OSCPA prevails in latest municipal tax reform battle

Written on Apr 05, 2019

OSCPA staff report

Ohio’s 10th District Court of Appeals this week unanimously denied a motion for reconsideration collectively filed by over 160 cities seeking to overturn laws that enabled sweeping, pro-taxpayer municipal income tax changes. 

The four-page, 3-0 decision announced April 4 rejected point after point raised by the cities, which together were fighting uniformity provisions that OSCPA fought hard to enact into law in 2014 through HB 5, and 2017 law changes eliminating sales throwback and a centralized filing and payment option for the municipal net profits tax.

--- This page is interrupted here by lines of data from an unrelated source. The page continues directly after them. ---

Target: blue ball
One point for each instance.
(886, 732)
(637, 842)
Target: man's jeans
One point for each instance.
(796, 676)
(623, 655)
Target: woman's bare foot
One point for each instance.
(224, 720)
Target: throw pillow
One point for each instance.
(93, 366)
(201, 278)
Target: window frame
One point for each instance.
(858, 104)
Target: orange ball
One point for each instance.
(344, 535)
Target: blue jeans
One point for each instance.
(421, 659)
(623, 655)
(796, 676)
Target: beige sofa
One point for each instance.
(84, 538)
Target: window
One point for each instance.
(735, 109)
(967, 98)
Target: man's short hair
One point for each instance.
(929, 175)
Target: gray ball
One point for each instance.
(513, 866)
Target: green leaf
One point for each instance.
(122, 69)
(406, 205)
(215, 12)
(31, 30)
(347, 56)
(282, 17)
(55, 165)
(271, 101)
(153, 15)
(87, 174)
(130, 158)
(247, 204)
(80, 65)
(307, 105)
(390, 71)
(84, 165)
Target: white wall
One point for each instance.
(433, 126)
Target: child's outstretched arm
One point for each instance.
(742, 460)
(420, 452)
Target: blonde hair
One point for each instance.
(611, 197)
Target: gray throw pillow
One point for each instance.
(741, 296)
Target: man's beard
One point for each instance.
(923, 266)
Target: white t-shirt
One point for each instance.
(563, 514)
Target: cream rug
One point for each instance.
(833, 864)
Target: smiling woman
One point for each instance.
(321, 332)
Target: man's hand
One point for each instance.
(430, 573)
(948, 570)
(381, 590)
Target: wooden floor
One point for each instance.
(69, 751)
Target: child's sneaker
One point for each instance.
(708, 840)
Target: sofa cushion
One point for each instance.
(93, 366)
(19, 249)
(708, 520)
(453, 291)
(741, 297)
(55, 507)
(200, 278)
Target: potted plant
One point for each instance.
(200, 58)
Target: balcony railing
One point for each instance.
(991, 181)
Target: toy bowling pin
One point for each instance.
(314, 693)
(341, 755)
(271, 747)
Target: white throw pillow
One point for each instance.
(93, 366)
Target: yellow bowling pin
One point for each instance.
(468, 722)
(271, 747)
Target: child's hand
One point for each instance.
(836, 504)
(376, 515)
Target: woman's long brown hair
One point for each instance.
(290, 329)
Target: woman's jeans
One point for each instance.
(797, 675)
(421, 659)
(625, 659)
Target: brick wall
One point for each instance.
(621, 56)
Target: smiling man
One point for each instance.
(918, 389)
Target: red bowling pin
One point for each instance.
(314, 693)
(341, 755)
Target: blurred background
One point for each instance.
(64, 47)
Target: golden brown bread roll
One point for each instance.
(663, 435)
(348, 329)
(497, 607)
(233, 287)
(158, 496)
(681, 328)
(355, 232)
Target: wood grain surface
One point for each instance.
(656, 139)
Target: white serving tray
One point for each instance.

“OSCPA and our Municipal Tax Reform Coalition partners have won at every possible juncture of this case to date,” said OSCPA Tax Policy Director Greg Saul, Esq, CAE. “We are confident the Ohio Supreme Court, if the case is taken up, will ultimately agree with the lower court rulings about the constitutionality of these very important reforms for Ohio taxpayers.

“Challenges with municipal tax filings have long been one of the biggest complaints raised by our members and the business community,” Saul said. “For the past couple of decades, OSCPA invested significant resources to achieve the positive changes Ohio now has in place. We will continue to do so to protect the important reforms that were accomplished.”

OSCPA previously filed an amicus brief in the case and has been an outspoken advocate for the State of Ohio’s efforts to defend the laws.  The plaintiffs are expected to appeal the decision to the Ohio Supreme Court; cities have 45 days from April 4 to do so. If and when they receive the appeal request, the Supreme Court will decide either to take up the case or to allow the lower court decisions to stand.